学生時代に書いていたこの子たちが、自分ではやっぱり好きなので、誰かに楽しんでもらえたらいいなと思って再チャレンジしてます。

よかったら感想をお願いします。

気がつくとやたら真っ白い場所にいて、目の前に真っ白いじーさんの顔があった。




 ...えー。




 何だろうこれ。どこだろうここ。

意味がわからず固まっている俺に、おもむろにそのじーさんは語りかけた。



「諸君に力を与えよう。その力で、諸君の世界を守って欲しい。」



「いや、その前に誰やねんアンタ。」



諸君、と呼ばれたことに疑問を感じると同時に、右隣から声が上がった。

驚いてそちらを見ると、肩。

少し視線を上げると、自分と同い年くらいの少年の横顔があった。

よく日焼けした肌につり目のすっきりした顔立ち。

160センチの俺より10~15センチほど背が高く、運動部っぽい体つきをしている。

...見たことのない男だ。
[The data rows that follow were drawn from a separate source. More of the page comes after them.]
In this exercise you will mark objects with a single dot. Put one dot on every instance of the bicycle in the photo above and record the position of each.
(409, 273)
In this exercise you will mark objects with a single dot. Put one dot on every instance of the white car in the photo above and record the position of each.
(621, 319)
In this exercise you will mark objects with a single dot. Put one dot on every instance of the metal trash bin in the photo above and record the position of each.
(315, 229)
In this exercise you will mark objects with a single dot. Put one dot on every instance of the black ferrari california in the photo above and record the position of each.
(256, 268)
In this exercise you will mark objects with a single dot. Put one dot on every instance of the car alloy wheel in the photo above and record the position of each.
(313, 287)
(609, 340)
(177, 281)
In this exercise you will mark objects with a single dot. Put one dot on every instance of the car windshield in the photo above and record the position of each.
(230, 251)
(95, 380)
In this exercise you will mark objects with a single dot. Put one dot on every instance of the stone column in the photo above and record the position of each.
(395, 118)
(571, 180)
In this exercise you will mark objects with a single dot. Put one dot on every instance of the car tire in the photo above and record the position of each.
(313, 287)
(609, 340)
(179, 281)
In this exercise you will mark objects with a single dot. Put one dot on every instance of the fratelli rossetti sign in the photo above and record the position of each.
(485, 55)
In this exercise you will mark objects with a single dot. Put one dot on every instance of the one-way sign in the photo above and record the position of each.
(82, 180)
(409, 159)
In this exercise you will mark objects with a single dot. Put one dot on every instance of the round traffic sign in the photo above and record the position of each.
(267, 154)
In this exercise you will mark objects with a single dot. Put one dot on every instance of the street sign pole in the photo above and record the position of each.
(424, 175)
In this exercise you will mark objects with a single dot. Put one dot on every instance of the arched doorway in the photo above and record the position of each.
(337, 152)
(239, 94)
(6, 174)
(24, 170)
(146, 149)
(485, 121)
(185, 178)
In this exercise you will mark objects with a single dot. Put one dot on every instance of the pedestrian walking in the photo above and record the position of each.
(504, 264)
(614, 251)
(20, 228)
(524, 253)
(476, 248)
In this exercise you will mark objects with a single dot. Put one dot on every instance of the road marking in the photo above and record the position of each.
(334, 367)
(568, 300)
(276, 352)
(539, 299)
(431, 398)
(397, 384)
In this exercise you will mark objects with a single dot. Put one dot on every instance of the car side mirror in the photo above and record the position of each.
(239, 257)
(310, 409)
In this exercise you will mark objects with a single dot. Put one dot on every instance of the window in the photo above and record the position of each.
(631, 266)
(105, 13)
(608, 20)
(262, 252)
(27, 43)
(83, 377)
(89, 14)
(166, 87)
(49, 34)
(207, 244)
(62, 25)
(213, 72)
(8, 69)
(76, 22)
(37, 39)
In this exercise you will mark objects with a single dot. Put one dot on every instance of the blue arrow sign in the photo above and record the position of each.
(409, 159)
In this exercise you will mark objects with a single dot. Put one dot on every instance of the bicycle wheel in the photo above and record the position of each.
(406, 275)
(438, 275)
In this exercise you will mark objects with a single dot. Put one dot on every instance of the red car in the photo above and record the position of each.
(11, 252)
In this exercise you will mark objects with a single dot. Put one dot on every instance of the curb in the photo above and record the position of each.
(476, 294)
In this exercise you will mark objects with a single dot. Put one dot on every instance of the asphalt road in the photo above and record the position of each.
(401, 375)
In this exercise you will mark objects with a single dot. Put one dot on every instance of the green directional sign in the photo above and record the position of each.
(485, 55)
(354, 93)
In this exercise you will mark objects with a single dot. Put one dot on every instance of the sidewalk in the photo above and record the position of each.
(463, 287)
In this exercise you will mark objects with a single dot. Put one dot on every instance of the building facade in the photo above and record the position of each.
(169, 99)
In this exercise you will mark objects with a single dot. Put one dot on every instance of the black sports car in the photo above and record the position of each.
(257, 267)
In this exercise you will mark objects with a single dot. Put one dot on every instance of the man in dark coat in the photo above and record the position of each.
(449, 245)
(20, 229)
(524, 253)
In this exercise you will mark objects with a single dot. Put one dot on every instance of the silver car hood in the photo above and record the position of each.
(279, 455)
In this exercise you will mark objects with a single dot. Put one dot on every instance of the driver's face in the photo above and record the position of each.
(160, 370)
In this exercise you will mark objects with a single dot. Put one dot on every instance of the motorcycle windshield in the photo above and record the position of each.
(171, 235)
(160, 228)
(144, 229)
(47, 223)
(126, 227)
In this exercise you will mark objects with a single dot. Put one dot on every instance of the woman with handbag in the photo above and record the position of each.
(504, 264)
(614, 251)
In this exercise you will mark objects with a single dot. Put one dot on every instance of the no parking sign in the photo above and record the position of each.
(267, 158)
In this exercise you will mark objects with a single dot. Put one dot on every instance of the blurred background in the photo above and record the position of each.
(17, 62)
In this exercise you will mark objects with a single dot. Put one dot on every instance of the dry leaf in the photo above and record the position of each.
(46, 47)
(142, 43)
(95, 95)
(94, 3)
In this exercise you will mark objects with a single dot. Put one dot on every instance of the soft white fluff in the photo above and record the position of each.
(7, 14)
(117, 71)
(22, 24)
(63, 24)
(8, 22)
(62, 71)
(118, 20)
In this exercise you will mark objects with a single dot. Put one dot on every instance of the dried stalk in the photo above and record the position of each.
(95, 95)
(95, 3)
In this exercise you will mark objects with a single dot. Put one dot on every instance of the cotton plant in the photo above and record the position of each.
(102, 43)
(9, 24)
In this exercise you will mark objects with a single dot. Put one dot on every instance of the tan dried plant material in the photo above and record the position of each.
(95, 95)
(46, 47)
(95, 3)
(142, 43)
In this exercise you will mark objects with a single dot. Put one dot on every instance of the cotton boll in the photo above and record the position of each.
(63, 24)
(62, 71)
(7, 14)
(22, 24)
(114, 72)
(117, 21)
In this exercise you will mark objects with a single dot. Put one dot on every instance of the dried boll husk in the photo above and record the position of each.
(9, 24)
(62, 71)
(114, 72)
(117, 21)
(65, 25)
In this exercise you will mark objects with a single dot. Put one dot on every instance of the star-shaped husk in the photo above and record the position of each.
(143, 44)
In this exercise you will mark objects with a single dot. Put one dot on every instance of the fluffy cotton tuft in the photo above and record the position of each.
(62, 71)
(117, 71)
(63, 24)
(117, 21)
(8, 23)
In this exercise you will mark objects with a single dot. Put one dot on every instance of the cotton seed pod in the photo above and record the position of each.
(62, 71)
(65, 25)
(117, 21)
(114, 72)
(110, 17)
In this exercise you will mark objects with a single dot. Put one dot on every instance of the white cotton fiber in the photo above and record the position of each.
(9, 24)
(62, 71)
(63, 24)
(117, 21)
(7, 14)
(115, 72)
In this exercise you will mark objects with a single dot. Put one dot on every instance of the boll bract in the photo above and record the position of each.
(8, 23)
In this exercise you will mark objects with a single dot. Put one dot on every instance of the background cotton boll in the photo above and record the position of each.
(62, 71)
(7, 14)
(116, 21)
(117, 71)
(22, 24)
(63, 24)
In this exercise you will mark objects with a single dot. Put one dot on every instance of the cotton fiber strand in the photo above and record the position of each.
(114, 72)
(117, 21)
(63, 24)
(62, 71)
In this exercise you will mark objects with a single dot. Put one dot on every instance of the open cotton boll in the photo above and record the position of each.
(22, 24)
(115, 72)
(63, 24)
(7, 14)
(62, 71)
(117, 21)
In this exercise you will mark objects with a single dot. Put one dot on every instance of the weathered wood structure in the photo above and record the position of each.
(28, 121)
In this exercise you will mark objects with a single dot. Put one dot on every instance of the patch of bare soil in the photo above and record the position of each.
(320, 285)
少なくとも同じ中学じゃないはず。



「わ。」

「いてっーーは? 痛い...?」

「あ、ごめ...」


つり目男の存在に驚いて身動ぎしたら、左側にもいた誰かにぶつかってとっさに謝る。

見れば、今度は右側と対照的な白い肌の美少年。...美少年? うん、女子かと疑う中性的な顔立ちだが、声は声変わり途中の男子っぽい。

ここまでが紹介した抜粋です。